Keywords: Glioblastoma, anti-angiogenic treatments, Chimeric mouse model, Optical imaging, Stem cell tracking

Introduction

Anti-angiogenic treatments are being utilized to control different malignant tumors including glioblastoma (GBM) as a second line of defense when traditional treatments using chemotherapy, radiation therapy or surgery fail to control the primary as well as recurrent tumors. Most of the anti-angiogenic agents that are under clinical trails target VEGF-VEGFR interactions. However, recent findings indicate that the effects of antiangiogenic treatments are transient and the tumors become refractory and more aggressive following such treatments. The hypothesis behind the refractoriness of the tumors is that the tumors initiate the alternative pathways of angiogenesis and may initiate the mobilization of bone marrow derived progenitor cells that are involved in making blood vessels by vasculogenesis. In this short review, the current antiangiogenic treatments, possible mechanisms of activation of alternative pathways of angiogenesis, and possible involvement of bone marrow derived progenitor cells in the failure of antiangiogenic treatments are discussed.
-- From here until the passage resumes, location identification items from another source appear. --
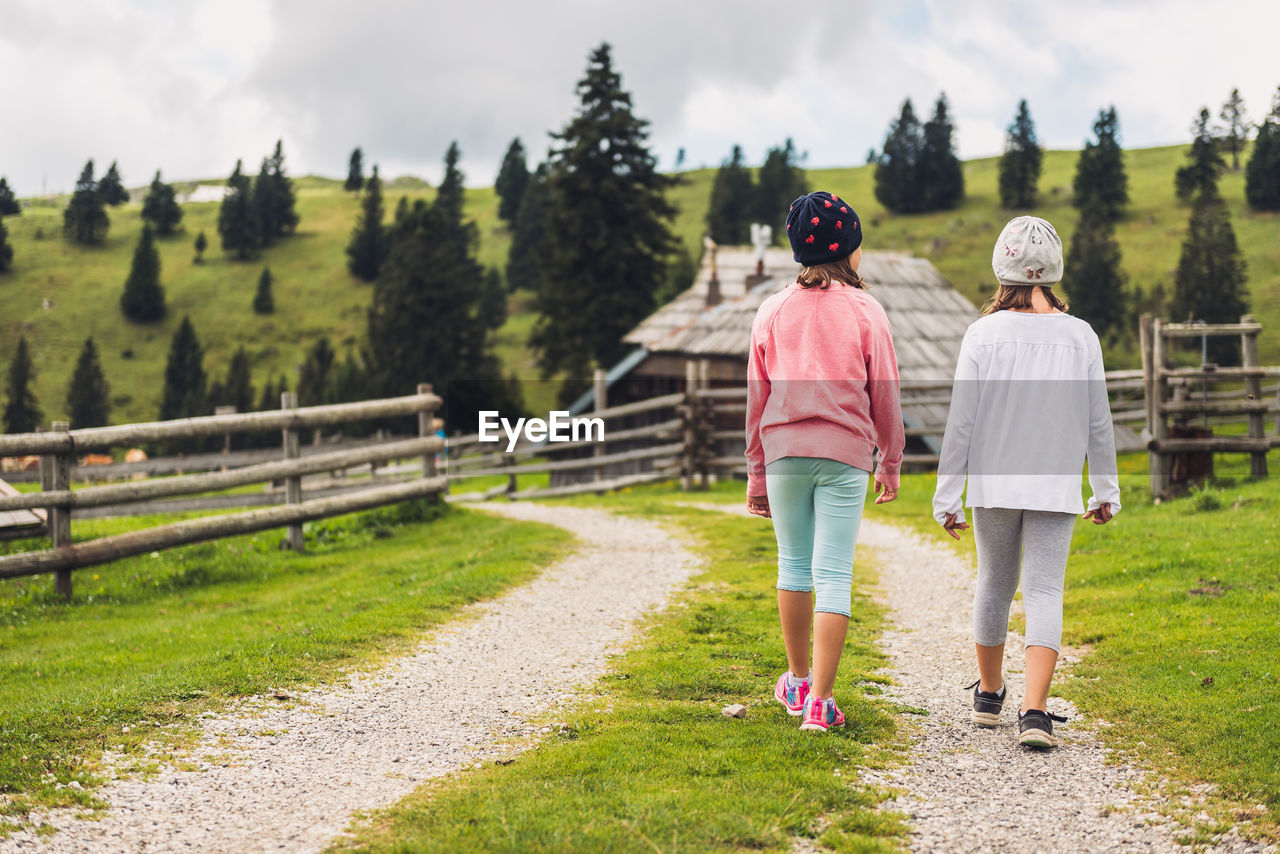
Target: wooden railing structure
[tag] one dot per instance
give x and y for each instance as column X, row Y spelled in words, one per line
column 663, row 448
column 694, row 434
column 59, row 447
column 1171, row 393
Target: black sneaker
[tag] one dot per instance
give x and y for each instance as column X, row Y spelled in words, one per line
column 987, row 704
column 1036, row 729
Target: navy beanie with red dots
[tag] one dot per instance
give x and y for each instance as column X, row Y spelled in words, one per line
column 822, row 229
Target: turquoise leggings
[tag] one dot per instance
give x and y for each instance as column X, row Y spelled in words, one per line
column 817, row 506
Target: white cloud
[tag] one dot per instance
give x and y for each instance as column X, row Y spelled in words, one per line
column 192, row 86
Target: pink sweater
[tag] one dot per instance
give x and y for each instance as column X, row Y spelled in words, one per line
column 822, row 382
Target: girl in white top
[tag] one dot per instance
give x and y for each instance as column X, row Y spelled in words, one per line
column 1028, row 407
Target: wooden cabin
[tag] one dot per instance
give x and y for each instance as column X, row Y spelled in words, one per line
column 712, row 320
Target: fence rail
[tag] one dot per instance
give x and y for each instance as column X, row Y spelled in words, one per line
column 59, row 447
column 689, row 434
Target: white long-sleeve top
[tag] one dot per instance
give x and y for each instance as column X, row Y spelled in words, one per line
column 1028, row 407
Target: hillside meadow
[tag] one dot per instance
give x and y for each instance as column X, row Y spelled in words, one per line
column 316, row 296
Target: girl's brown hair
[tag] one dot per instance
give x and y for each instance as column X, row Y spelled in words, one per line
column 1019, row 296
column 821, row 275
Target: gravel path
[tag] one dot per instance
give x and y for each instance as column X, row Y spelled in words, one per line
column 970, row 789
column 288, row 777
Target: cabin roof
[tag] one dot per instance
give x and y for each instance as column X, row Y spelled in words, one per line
column 928, row 316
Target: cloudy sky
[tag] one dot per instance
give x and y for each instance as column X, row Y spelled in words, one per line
column 188, row 86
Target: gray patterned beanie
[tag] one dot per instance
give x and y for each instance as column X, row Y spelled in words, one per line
column 1028, row 252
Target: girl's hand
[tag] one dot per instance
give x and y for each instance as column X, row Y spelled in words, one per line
column 1100, row 516
column 883, row 492
column 758, row 506
column 954, row 528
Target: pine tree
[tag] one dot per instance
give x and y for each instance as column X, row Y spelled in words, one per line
column 184, row 377
column 88, row 398
column 778, row 183
column 1235, row 132
column 160, row 208
column 368, row 247
column 314, row 374
column 493, row 300
column 263, row 300
column 112, row 188
column 941, row 177
column 237, row 217
column 899, row 163
column 22, row 411
column 347, row 380
column 5, row 249
column 526, row 234
column 607, row 231
column 1262, row 173
column 9, row 205
column 1205, row 164
column 355, row 170
column 1210, row 284
column 265, row 205
column 284, row 215
column 1092, row 277
column 511, row 182
column 423, row 323
column 1101, row 182
column 732, row 205
column 237, row 389
column 85, row 219
column 1020, row 164
column 448, row 197
column 268, row 402
column 144, row 295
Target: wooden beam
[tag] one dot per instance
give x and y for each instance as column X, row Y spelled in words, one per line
column 1212, row 329
column 195, row 530
column 128, row 434
column 215, row 480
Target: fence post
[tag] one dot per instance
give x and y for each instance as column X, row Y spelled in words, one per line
column 424, row 429
column 602, row 389
column 292, row 485
column 1253, row 391
column 686, row 480
column 705, row 415
column 1159, row 461
column 55, row 474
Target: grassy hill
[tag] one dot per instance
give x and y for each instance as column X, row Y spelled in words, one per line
column 314, row 293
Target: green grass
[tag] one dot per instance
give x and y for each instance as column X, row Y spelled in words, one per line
column 649, row 763
column 1166, row 597
column 959, row 241
column 315, row 295
column 152, row 640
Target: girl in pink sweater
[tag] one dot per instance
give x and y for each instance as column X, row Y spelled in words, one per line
column 822, row 397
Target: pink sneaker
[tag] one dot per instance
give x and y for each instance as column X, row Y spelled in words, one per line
column 821, row 715
column 792, row 698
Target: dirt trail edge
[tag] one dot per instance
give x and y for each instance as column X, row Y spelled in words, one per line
column 293, row 776
column 970, row 789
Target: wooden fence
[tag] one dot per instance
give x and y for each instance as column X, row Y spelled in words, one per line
column 694, row 434
column 1179, row 451
column 59, row 447
column 699, row 433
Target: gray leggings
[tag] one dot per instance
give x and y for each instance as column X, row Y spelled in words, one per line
column 1037, row 542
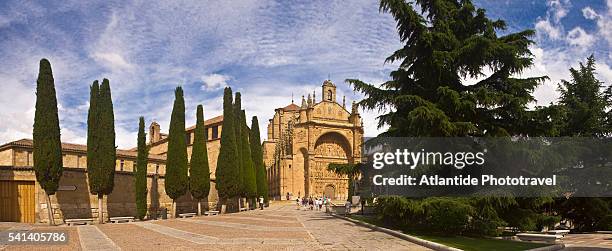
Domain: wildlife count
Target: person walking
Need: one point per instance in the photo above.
(348, 207)
(261, 203)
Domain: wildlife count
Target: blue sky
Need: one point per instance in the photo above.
(268, 50)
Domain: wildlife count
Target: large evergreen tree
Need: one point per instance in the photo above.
(227, 179)
(585, 106)
(176, 180)
(447, 42)
(101, 149)
(47, 146)
(140, 172)
(584, 103)
(257, 155)
(199, 172)
(248, 169)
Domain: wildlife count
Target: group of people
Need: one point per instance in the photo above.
(311, 203)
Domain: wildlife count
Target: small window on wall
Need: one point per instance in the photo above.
(215, 133)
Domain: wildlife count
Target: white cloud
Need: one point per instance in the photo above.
(215, 81)
(589, 13)
(544, 26)
(112, 60)
(578, 37)
(559, 8)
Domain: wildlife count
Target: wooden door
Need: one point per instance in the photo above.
(17, 201)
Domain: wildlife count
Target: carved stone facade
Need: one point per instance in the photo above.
(304, 140)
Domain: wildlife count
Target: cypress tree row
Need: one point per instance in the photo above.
(227, 163)
(176, 165)
(101, 150)
(199, 172)
(140, 172)
(47, 146)
(93, 140)
(257, 155)
(238, 129)
(248, 170)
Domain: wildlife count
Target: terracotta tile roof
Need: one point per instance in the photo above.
(214, 120)
(27, 143)
(291, 107)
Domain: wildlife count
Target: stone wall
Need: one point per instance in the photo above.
(75, 201)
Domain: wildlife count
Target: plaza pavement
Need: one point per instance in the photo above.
(280, 226)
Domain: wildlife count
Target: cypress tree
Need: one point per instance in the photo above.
(93, 140)
(47, 146)
(257, 155)
(199, 172)
(176, 182)
(227, 164)
(248, 170)
(106, 150)
(238, 130)
(140, 172)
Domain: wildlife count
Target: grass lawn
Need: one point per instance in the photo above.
(464, 242)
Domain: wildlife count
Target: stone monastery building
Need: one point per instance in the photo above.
(301, 141)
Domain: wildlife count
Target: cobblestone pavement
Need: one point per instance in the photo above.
(588, 241)
(279, 227)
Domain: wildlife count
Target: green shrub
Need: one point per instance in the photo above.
(486, 222)
(605, 223)
(447, 216)
(399, 211)
(546, 221)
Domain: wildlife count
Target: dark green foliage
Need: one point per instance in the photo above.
(238, 130)
(248, 168)
(47, 151)
(442, 215)
(140, 172)
(587, 214)
(101, 149)
(585, 108)
(93, 138)
(257, 155)
(227, 179)
(176, 165)
(352, 171)
(447, 216)
(427, 94)
(584, 103)
(107, 149)
(199, 172)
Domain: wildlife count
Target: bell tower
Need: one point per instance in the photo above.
(329, 91)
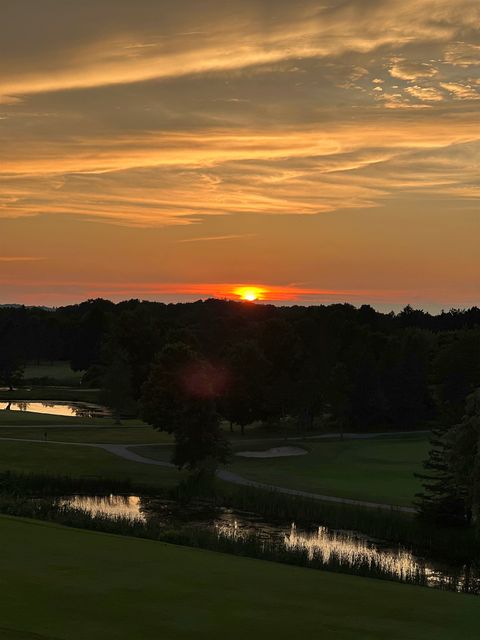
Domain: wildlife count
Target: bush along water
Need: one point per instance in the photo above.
(401, 567)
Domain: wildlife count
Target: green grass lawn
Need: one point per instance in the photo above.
(80, 461)
(380, 470)
(60, 371)
(67, 584)
(127, 434)
(31, 418)
(51, 392)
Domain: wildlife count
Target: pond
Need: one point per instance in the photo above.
(348, 550)
(67, 409)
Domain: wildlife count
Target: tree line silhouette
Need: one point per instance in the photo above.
(183, 367)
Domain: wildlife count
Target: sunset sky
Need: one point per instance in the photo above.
(321, 151)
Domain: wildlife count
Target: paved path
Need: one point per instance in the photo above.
(124, 451)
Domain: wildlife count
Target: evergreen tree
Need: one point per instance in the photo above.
(443, 499)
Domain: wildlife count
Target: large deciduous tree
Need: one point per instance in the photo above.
(179, 397)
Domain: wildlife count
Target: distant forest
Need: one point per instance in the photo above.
(186, 367)
(360, 367)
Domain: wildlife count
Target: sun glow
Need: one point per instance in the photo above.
(249, 294)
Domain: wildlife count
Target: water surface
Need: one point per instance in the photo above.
(320, 545)
(67, 409)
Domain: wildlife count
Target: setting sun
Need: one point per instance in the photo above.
(249, 294)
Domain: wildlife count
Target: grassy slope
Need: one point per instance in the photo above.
(381, 470)
(108, 434)
(52, 393)
(59, 370)
(79, 461)
(77, 584)
(31, 418)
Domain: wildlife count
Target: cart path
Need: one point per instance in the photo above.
(123, 451)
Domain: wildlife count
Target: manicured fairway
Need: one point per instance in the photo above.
(86, 433)
(379, 470)
(59, 370)
(80, 461)
(64, 584)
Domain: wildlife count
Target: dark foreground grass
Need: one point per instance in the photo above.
(64, 584)
(109, 434)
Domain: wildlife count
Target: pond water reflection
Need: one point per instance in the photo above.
(67, 409)
(321, 546)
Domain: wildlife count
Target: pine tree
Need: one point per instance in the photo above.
(444, 498)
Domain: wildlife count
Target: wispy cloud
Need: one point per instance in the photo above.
(233, 236)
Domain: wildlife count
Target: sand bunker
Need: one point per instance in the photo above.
(276, 452)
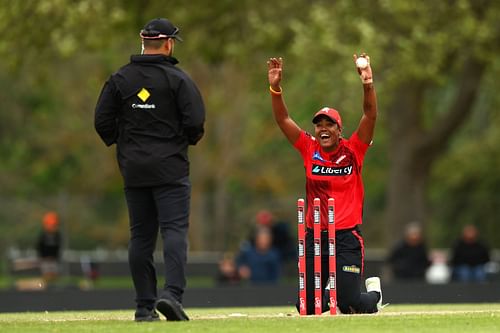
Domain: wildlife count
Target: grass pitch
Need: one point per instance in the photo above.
(394, 318)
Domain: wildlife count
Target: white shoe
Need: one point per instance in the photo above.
(373, 284)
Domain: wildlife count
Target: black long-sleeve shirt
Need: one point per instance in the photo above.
(152, 111)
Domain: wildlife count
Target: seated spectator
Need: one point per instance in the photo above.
(259, 262)
(228, 274)
(409, 259)
(49, 247)
(282, 238)
(469, 257)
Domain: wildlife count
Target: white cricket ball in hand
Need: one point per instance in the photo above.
(361, 62)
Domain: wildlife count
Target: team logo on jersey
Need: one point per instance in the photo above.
(351, 269)
(320, 170)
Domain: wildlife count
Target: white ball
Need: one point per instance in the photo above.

Challenges in glioma treatment

Glioblastoma (GBM) are hypervascular tumors that are highly resistant to all the currently available multimodal treatments. GBM are among the most devastating tumors, with survival of only one to three years after diagnosis even with the best of treatments (Remer and Murphy, 2004;Dhermain et al., 2005). Surgery and radiation therapy (followed by adjuvant chemotherapy), which form the standard practice, very often fail because of uncertainty in delineating the margin of the tumor (Dhermain et al., 2005). Although standard therapies can prolong a patient’s duration of survival, the median survival time for patients with recurrent GBM is usually less than 1 year (Chang et al., 2006). Animal studies have indicated that angiogenesis and increased vascular permeability are essential for the survival and proliferation of glioma cells (Goldbrunner et al., 2004). On the other hand, GBM is characterized by the release of vascular endothelial growth factor (VEGF), an important regulator and promoter of angiogenesis (Norden et al., 2008c) and vascular permeability. Therefore, anti-angiogenic therapies targeting VEGF or VEGF receptors (VEGFRs) were designed and thought to be an effective tool for controlling the growth of malignant gliomas. However, recent results of early clinical trials using humanized monoclonal antibodies against VEGF (Bevacizumab), as well as small-molecule tyrosine kinase inhibitors that target different VEGF receptors (VEGFRs) (Vetalanib, Vandetanib, Sunitinib, Sorafenib, etc) alone or in combination with other therapeutic agents (Los et al., 2007;Dietrich et al., 2008;Norden et al., 2008b,c) demonstrated differing outcomes, with the majority of reports indicating that glioma developed resistance to the employed anti-angiogenic treatments (Verhoeff et al., 2009;Yamanaka and Saya, 2009;Ahluwalia and Gladson, 2010;Sierra et al., 2010). It has been noted that continued anti-angiogenic therapy targeting only the VEGF-VEGFR system might affect pro-angiogenic factors other than VEGF, such as basic fibroblast growth factor (bFGF), stromal derived factor 1 (SDF-1) and Tie-2 (Norden et al., 2008b). But these factors may in turn stimulate angiogenesis by mobilizing bone marrow derived precursor cells- such as endothelial progenitor cells (EPCs)- which are known to promote angiogenesis and vasculogenesis (Batchelor et al., 2007;Kerbel, 2008;Norden et al., 2008b;Kioi et al., 2010).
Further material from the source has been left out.